For diagnosis, but above all, as the disease progresses, regular electrolyte measurements are crucial.
|Stage||Description of renal function||GFR||Explanation|
|0||Increased risk of renal failure||> 90||There is an underlying illness that can lead to kidney damage.|
|1||Renal damage with normal function||> 90||Pathological indications in the blood, or urinary testing, without causing disease|
|2||Renal damage with mild loss of kidney function||60–89||Pathological indications in the blood, or urinary testing, without causing disease|
|3||Renal damage with moderate loss of kidney function||30–59||Pathological indications in the blood, or urinary testing, without causing disease|
|4||Renal damage with severe loss of kidney function||15–29||Kidney function decompensates, uremia can manifest itself, and renal replacement therapy should be discussed and prepared for.|
|5||Complete kidney damage and kidney failure||< 15||Renal replacement therapy is absolutely necessary.|
The most important and primary goal is the maintenance of normal renal function.
The underlying renal disease should be treated and risk factors and nephrotoxic substances (e.g., the use of nonsteroidal anti-inflammatory drugs, nicotine, aminoglycosides, and X-ray contrast medium) should be modified or removed.
Water and electrolyte balance should be monitored and compensated for. The simplest way to measure water retention is by regular weighing of the patient. If water balance is normal, a fluid intake of around 2 L per day is recommended. A diuretic will optimize the elimination of urea.

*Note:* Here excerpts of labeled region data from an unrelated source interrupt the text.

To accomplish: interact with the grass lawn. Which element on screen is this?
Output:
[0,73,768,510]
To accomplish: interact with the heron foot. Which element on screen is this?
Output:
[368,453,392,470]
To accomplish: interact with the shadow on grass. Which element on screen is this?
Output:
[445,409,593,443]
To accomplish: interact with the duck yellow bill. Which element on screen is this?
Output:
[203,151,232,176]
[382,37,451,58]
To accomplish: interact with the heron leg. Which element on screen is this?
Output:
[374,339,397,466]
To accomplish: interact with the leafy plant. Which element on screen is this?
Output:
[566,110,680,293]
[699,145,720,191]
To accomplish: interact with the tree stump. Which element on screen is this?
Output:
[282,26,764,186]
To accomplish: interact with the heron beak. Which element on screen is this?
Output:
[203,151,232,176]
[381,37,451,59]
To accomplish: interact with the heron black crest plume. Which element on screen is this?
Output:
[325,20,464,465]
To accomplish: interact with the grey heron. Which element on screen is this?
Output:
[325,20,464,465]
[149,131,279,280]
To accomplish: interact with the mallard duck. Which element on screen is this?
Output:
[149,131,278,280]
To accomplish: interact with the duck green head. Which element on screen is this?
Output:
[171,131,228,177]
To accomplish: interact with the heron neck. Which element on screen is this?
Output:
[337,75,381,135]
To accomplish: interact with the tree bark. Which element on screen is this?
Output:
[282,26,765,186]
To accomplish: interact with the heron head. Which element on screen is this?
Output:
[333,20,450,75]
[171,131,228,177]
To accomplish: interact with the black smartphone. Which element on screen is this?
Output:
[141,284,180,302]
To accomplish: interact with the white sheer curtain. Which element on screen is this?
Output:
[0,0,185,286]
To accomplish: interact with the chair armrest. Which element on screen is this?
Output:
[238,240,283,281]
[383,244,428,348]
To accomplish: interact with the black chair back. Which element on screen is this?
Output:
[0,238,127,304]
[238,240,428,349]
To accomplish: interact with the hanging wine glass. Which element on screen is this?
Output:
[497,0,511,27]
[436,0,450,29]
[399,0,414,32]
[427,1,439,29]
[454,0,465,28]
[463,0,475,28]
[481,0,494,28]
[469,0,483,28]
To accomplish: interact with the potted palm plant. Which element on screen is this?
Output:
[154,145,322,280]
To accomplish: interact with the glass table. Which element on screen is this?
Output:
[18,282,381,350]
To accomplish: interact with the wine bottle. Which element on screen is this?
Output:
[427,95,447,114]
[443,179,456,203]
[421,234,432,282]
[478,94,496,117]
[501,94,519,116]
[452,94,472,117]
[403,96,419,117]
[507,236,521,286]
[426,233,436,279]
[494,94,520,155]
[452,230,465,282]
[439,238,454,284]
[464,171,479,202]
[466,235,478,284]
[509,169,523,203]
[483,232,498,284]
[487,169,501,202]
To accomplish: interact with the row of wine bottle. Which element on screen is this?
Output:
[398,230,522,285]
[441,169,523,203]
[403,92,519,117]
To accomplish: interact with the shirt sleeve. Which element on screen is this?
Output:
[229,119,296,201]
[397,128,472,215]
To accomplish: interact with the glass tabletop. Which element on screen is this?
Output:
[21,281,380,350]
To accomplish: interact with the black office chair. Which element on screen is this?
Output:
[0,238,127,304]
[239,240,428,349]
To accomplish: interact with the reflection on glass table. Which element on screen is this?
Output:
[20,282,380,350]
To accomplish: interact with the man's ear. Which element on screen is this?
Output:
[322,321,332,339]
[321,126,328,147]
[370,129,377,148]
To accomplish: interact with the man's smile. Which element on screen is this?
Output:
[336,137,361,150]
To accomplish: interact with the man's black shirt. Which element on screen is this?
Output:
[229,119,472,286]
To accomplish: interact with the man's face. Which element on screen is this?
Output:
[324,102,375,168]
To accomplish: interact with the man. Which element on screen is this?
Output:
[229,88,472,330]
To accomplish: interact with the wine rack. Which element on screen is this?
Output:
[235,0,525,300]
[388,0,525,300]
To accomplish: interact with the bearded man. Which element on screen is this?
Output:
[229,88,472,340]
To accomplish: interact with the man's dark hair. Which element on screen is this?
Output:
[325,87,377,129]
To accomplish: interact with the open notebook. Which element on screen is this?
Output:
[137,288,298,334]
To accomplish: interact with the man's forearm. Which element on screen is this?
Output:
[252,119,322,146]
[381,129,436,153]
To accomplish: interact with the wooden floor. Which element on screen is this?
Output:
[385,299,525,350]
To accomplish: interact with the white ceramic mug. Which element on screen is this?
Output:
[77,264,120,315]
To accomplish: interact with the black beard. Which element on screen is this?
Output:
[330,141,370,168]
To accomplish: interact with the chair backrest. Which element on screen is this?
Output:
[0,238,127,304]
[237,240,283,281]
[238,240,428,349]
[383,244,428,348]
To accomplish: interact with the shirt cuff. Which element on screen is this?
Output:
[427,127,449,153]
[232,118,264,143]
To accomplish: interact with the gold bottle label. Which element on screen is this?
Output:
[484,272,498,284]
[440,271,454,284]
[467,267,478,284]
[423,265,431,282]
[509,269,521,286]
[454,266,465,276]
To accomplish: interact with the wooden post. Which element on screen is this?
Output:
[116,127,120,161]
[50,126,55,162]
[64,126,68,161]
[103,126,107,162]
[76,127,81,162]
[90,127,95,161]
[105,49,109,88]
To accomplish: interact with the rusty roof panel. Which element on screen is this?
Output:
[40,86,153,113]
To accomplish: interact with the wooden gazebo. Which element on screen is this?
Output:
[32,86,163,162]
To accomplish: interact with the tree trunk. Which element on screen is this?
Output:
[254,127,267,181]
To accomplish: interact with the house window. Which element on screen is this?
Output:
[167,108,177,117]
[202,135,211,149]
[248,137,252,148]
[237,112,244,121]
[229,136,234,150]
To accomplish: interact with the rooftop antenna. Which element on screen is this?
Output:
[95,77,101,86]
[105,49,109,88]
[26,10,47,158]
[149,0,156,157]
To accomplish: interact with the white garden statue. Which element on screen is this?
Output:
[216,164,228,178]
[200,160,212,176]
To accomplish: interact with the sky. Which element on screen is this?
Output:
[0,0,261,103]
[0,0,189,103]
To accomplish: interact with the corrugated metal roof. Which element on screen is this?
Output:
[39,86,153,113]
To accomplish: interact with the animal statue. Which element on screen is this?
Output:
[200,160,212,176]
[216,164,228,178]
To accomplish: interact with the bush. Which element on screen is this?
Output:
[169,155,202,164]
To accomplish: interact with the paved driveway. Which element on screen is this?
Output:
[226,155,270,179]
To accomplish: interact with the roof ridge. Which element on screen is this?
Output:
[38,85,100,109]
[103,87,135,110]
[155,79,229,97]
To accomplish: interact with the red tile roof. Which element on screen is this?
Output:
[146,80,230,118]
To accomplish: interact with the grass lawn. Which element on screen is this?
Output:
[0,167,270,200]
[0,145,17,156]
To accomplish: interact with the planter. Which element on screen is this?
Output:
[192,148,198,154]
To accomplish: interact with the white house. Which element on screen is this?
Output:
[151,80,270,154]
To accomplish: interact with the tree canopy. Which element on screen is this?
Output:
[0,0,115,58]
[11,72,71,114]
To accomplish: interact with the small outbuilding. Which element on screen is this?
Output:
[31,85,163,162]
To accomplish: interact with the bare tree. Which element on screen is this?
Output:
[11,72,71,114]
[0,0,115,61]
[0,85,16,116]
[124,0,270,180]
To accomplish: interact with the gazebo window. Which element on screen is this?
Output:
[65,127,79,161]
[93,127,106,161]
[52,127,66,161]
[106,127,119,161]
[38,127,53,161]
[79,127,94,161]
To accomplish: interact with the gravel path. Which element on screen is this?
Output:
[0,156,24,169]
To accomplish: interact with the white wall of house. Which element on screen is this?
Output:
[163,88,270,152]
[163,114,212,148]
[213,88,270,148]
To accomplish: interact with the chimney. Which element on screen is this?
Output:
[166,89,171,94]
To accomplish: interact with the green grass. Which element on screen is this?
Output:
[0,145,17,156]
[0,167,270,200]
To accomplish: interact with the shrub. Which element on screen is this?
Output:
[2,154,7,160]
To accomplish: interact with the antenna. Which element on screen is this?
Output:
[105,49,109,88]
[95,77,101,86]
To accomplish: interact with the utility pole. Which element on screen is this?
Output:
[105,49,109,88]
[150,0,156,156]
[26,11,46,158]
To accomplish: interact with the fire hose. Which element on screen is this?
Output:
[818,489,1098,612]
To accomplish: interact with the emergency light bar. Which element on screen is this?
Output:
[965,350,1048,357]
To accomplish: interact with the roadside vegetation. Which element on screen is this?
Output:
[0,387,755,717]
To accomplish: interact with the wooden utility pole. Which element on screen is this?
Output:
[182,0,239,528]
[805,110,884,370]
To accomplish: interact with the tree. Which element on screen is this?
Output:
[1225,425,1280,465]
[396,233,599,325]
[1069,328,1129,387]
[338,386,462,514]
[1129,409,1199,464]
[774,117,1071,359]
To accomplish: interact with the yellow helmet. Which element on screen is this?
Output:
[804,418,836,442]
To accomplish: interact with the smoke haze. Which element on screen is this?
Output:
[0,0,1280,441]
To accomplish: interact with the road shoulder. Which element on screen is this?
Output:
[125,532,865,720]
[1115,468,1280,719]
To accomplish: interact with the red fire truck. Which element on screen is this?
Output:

Loop diuretics are recommended for more advanced renal failure. If, over time, the diuretic effect begins to weaken, diuretic resistance may be present; this can be overcome by sequential nephron blockade in which loop diuretics are combined with thiazide. The resultant loss of electrolytes must be closely monitored and replaced, however.
Symptoms of hyperkalemia should be monitored. A low-potassium diet is recommended and potassium-sparing diuretics should not be prescribed. If renal acidosis occurs, serum bicarbonate values of < 22 mmol/L can be counterbalanced by the administration of bicarbonate.
Arterial blood pressure needs to be adjusted to low-normal values. The guideline rate is 130/80 mm Hg. If significant proteinuria of > 1 g/24 h is present, a target blood pressure of 125/75 mm Hg is recommended. Hypertension can cause additional damage to the kidneys and indicates a poor prognosis. Adequate regulation of blood pressure can often be achieved by undertaking combined antihypertensive therapy, during which angiotensin-converting-enzyme inhibitors or angiotensin receptor blockers should be avoided due to their nephroprotective properties.
As renal failure is accompanied by a change in pharmacokinetics, appropriate medication adjustments must be made in order to avoid intoxication.
Renal anemia can be improved with synthetic erythropoietin. Depending on the blood parameters, iron supplements can also be necessary, particularly if dialysis is underway and blood loss is occurring, as this is often accompanied by iron deficiency.
Prophylaxis and treatment for renal osteopathy are achieved by the lowering of phosphate levels and compensation for a vitamin D deficiency. Phosphate binders are used for this and a reduction in dietary phosphates is also recommended (e.g., avoiding nuts, offal, egg yolk, and certain sausage meats). Cinacalcet increases the sensitivity of the parathyroid to calcium and leads to reduced excretion of the parathyroid hormone. An uncontrollable hyperparathyroidism, accompanied by increasing osteopenia and extraosseous calcifications, can indicate the need for a parathyroidectomy.
Ultraviolet phototherapy is the principal treatment for uremic pruritus.
If it is not possible to stop or slow the progress of renal failure via conservative therapies, then renal replacement therapy is essential. There is a range of different extra or intracorporeal dialysis treatments available.
The treatment of choice for terminal renal failure is kidney transplant. Kidney transplant is far preferable to long-term dialysis, despite the operative procedure and immunosuppressive therapy necessary.